敵にエンカウントする判定(ランダムエンカウントの場合)・どんな種類の敵に出会うか、攻撃時のダメージの揺れ幅、攻撃の命中・回避やクリティカルヒットの判定、アイテムドロップの有無と内容、など多岐にわたる。現在主流となっているソーシャルゲームのガチャも乱数の一種と言って良いだろう。
前述の通り、コンピューターでは計算などによる擬似的な乱数の発生、もしくはあらかじめ乱数テーブル(乱数表)を用意して、「現在何番目の乱数テーブルか」によって乱数を出すことが多い。
コンピューターゲームの場合、多くはあらかじめ乱数テーブルを用意して、画面の表示1フレーム(多くの場合1/60秒)毎に乱数テーブルを1つ進める『フレーム乱数』という方式を取っている。
乱数はゲームによって、設定メニューで調節できる設定、ゲームハード本体の日付や時刻の変更、セーブなどのゲーム中の行為によって調整できる場合がある。
ただし、ゲーム、もしくはゲーム内の場面によっては、フレーム乱数を採用していないケースもある。この状況を逆手にとって、敵にプレイヤーにとって不利にならない行動をとらせたり、味方のステータスアップを容易にするなどの裏技もある。(前述のフレーム乱数を採用している場合は、1度や2度有利な判定をもぎ取る程度ならともかく、全編に渡ってやろうと思うと、1/60秒のタイミングを、時に数十回から数百回も連続成功させなければならないので、そのような場合は人間の手作業ではほぼ不可能であり、後述の通り実質的にTAS専用の裏技となる。
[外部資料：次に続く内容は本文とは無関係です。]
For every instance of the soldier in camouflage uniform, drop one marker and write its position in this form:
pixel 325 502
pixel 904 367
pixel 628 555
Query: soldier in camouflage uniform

)
また、この乱数を完璧に解析して、プレイヤーに有利な状況を作り、コンピューターにプレイさせてそのゲームの最短タイムでクリアするTAS動画などがある。
擬似的なものであるため、確率上では可能であるはずの「当たり」が、擬似乱数においては複数重なった場合に「絶対に組み合わされない」ケースもあり、ハズレくじになるというプログラマーにとっての落とし穴もある。ファミリーコンピュータ版『ドラゴンクエストⅢ』の「オルテガvsキングヒドラ」などは有名で、擬似乱数のパターンの都合でどうやってもオルテガが勝利する結果を引き当てることができない。
乱数調整最大手クラスのゲームである『ポケモンシリーズ』ですら、最新の専用ツールではじき出した結果が間違っているということもざらで、突き詰めれば自分で乱数のパターンを調べる必要がある。乱数調整の手法自体が確立されてはいるが、需要が無い、乱数開発者が文字起こししてチャートとして整える自信がないなどの理由で、手法が一般に周知されていないものも多い。